SpamSpan should not touch URLs at all, I think.

[scheme]://[user]:[pass]@[host]/[path]?[query]#[fragment]
"[scheme]://" could be optional.

Try this as an example:

<a href="user:password@www.drupal.org/something?q=user@drupal.org#user@drupal.org">Link 1</a>
<a href="https://user:password@www.drupal.org/something?q=user@drupal.org#user@drupal.org">Link 2</a>

You could use the php function parse-url to check that:
http://php.net/manual/en/function.parse-url.php

Perhaps with an additional check if a non-valid url gets valid if a scheme is added before.

Comments

gaele’s picture

Version: 6.x-1.5-beta2 » 6.x-1.6
Priority: Minor » Normal

This sucks.
Flickr uses "@" a lot in their urls, e.g.
http://farm6.static.flickr.com/5060/buddyicons/1606911@N23.jpg

peterx’s picture

Issue summary: View changes
Status: Active » Postponed (maintainer needs more info)

There is no maintainer for the D6 version. The D7 version selects via a regular expression and regular expressions usually break when you change them, introducing more errors than you fix.

A change like this needs should be made in the D7 version then backported. D7 has a test system. This change needs someone who is an expert on regular expressions and the D7 test system, someone with the time to experiment and to create test cases in the Drupal test system.

peterx’s picture

Status: Postponed (maintainer needs more info) » Closed (won't fix)
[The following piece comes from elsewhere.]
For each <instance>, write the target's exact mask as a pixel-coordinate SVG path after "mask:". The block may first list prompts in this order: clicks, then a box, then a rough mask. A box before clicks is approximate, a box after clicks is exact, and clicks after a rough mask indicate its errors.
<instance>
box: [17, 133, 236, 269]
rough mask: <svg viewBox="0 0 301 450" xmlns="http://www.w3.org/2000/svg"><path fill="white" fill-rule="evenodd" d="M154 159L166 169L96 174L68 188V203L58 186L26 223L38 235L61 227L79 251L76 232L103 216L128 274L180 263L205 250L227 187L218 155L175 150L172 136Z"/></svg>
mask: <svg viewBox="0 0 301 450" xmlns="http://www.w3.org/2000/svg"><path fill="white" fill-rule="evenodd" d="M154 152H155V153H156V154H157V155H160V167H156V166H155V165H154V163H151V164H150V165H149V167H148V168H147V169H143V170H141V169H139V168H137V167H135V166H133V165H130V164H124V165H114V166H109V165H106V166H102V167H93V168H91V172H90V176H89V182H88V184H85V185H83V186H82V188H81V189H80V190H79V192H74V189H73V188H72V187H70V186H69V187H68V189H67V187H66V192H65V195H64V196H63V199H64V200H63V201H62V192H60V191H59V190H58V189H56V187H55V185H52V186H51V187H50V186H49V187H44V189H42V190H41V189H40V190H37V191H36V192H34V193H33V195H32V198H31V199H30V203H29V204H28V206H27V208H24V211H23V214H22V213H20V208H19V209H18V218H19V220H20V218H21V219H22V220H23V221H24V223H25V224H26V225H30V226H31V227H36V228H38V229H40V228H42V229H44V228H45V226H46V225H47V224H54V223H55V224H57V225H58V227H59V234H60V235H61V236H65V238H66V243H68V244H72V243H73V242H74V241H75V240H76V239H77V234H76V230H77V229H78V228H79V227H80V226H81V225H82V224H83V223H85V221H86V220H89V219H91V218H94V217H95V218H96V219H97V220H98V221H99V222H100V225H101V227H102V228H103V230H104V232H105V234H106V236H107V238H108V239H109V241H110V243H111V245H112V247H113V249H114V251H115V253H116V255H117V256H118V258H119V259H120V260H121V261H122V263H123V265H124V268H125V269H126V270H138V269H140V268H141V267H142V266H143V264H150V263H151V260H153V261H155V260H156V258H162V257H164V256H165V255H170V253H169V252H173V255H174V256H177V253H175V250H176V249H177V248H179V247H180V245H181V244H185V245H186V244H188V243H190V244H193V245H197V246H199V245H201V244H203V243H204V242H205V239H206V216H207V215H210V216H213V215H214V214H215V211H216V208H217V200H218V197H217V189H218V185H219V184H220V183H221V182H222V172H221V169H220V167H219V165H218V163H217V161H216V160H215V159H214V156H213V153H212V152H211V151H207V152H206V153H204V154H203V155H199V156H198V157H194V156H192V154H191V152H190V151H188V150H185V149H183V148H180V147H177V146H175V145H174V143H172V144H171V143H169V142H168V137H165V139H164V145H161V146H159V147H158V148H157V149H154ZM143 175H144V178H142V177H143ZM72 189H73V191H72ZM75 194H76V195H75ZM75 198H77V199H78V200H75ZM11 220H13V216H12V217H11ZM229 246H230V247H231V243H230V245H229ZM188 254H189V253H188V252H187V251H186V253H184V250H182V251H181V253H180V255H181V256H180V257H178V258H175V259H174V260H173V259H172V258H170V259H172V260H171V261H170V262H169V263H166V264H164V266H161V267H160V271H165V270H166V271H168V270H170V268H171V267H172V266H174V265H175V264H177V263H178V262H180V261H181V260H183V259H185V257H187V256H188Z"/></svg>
The following line is the example presented as a failure.
user:password@www.drupal.org/something?q=user@drupal.org#user@drupal.org
I thought about changing the regular expression to exclude email addresses preceded by a colon then I found a site with the following text.
Email example:fred@example.com

A regular expression will not fix the problem. The other addresses need a span or div around them to protect them and Spamspan would need appropriate code to identify the protected addresses. Spamspan could have an option to only process addresses identified by a span or a div but it would have to be off by default and you would have to find someone to develop the change.

You could also add specialised fields to the content type and insert them into text through tokens. There are a few modules for that type of change.

If there is an easy reliable way to identify the difference between an email address and the examples you provide, talk with regex experts about submitting a change.